Background: Coronavirus 2019 was declared as a pandemic by the World Health Organization in March 2020. Bereft of specific treatment for the disease, vaccinations and COVID appropriate behavior have come to be the main approaches to combat the pandemic. A number of vaccines have been approved after clearing clinical trials. Hence, it is essential to evaluate the safety profile of each vaccine for ensuring optimum health of the general population. This study was conducted to evaluate the adverse events following CoviShield vaccination in a tertiary care center.

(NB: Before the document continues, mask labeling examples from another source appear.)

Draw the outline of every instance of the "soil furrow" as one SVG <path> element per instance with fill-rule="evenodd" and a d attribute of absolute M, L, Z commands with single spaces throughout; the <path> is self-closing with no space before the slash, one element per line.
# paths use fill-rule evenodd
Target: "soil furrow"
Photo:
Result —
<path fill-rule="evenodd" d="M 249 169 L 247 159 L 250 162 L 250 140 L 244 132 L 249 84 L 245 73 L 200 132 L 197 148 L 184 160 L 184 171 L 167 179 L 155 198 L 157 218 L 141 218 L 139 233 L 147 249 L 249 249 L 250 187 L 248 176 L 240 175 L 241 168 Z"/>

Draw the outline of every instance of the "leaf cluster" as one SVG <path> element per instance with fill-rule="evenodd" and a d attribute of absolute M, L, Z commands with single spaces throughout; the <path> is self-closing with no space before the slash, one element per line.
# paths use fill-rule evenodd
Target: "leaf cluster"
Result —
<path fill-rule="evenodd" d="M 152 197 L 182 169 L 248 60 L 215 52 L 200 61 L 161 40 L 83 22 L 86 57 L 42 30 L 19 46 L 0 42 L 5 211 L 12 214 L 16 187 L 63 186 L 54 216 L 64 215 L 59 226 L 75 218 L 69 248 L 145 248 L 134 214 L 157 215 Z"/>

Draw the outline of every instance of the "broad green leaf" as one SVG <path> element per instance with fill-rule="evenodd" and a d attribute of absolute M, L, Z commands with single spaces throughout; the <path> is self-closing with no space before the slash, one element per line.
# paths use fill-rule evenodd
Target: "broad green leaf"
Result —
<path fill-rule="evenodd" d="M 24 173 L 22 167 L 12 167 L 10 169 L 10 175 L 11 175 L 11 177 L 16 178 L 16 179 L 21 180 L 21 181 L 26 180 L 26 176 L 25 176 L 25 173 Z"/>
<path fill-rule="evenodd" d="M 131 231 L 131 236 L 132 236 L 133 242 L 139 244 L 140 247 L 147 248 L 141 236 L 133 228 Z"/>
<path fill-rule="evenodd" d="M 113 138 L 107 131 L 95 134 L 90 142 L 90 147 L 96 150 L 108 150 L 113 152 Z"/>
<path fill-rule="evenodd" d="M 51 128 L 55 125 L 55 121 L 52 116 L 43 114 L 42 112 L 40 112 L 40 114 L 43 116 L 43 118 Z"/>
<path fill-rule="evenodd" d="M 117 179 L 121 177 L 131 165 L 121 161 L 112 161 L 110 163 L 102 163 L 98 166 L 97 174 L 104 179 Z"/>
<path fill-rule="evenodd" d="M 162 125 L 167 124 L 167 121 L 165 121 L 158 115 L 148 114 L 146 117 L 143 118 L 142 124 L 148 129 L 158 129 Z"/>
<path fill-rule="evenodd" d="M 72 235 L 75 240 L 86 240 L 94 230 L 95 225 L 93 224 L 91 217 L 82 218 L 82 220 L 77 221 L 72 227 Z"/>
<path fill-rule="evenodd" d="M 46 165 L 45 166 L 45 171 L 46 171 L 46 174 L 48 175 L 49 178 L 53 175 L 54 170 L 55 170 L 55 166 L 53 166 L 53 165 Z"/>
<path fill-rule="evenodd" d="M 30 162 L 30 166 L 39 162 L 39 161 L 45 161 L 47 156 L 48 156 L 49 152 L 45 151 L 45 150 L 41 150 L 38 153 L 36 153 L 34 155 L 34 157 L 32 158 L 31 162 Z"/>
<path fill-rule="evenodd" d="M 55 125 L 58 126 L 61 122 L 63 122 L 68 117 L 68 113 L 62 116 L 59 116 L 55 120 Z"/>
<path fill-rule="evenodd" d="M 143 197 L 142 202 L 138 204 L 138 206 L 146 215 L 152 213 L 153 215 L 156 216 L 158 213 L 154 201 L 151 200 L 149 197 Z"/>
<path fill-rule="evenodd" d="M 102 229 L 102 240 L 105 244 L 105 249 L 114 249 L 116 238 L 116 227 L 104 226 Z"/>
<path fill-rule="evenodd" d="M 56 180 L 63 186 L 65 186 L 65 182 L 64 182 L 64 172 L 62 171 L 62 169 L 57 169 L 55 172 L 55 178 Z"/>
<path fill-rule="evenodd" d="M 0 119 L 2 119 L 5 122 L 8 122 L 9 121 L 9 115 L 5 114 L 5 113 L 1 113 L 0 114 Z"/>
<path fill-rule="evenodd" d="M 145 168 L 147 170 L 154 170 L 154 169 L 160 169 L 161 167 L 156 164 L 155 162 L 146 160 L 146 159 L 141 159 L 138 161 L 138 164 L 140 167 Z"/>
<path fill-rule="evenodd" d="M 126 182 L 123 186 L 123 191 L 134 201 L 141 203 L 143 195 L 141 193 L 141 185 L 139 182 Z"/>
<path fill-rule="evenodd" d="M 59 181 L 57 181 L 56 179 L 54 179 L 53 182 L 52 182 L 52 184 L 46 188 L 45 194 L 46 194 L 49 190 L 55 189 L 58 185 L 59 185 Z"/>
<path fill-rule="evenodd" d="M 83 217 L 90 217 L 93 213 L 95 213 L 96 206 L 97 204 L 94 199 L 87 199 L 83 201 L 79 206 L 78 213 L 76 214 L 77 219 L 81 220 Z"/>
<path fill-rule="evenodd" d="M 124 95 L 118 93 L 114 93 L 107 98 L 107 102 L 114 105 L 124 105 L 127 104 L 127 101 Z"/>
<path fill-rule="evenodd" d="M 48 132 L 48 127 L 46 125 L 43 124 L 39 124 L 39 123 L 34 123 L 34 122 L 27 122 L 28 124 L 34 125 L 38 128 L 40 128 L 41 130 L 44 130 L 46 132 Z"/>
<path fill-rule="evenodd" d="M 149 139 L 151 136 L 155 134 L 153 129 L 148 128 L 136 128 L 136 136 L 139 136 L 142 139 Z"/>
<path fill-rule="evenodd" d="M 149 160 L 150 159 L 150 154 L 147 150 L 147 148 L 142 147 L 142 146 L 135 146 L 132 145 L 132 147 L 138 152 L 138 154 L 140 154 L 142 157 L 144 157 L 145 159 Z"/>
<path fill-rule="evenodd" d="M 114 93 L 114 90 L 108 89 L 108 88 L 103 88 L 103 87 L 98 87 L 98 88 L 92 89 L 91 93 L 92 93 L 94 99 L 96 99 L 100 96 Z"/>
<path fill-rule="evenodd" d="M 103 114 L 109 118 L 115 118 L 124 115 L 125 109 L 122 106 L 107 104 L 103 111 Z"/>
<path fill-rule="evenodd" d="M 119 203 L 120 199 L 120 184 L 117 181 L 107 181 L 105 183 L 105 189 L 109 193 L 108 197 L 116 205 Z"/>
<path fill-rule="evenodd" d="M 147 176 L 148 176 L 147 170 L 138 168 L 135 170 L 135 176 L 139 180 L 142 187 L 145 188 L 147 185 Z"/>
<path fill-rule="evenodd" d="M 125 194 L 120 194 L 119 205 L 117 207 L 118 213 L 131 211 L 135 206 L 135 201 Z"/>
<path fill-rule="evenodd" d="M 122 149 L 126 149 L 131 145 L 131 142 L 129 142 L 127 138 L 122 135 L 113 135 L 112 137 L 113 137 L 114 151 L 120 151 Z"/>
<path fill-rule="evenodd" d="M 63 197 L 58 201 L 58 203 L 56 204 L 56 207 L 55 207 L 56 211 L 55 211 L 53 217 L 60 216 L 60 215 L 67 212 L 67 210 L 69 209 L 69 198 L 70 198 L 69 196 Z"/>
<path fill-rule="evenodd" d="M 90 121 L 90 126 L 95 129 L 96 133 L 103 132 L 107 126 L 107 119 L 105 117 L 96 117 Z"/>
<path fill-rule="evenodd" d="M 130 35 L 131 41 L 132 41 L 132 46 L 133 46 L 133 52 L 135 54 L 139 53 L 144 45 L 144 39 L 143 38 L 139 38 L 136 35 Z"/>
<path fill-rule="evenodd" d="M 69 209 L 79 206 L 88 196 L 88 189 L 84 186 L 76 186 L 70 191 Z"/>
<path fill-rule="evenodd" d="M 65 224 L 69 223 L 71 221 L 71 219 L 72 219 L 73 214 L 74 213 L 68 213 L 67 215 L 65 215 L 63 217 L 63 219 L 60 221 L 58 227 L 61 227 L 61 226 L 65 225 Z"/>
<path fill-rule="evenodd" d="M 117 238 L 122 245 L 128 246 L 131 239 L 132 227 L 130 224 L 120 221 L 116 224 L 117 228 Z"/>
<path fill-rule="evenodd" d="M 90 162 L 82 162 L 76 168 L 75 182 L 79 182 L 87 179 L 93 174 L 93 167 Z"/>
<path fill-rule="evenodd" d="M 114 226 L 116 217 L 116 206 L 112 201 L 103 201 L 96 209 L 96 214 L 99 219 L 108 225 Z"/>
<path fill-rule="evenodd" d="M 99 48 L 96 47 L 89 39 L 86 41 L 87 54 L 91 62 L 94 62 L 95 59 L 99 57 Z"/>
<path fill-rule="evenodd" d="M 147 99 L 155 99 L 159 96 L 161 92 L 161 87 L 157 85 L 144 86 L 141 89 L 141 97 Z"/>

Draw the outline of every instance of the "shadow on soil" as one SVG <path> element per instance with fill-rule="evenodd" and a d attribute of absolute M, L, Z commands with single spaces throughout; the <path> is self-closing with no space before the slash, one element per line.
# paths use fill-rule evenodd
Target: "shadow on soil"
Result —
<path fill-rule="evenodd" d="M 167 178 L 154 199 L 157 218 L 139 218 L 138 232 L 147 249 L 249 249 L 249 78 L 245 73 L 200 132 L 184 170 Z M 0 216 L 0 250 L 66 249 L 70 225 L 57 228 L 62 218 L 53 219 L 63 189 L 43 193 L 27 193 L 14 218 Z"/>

Aims and Objectives: The aim of the study was to describe the pattern of adverse effects, treatment given, and comorbidities seen in healthcare workers (HCW) who reported to the adverse drug reaction (ADR) monitoring center in the department of pharmacology Government T.D. Medical College, Alappuzha, following CoviShield vaccination from January 2021 to October 2021. Materials and Methods: A retrospective and descriptive study was carried out at Department of Pharmacology, GTDMCA involving all HCW who reported side effects following CoviShield vaccination in the ADR monitoring centre (AMC) in the Department of Pharmacology, GTDMCA from January 2021 to Oct 2021. Results: Out of 620 HCWs who reported adverse event following vaccination, majority (45%) were from the age group 21–30 years. About 83% of HCWs who reported adverse effect were women. Majority of the respondents (96%) experienced the adverse effects within 24 h. About 88% of respondents experienced these adverse effects after the initial dose alone. Commonly encountered adverse effects were fever (57%), headache (43%), myalgia (38%) etc. Hypertension (7%) was the most common comorbidity seen. Majority of the beneficiaries (70%) took paracetamol for the treatment of the adverse effect. Conclusion: Majority of the vaccinated HCWs experienced minor and self-limiting adverse event following immunization (AEFI) with Chimpanzee Adenovirus Oxford novel CoronaVirus-19. No serious AEFI were reported to the AMC. Despite the record speed at which the vaccine has been developed, it has shown to have a good safety profile considering the millions of doses that have been administered.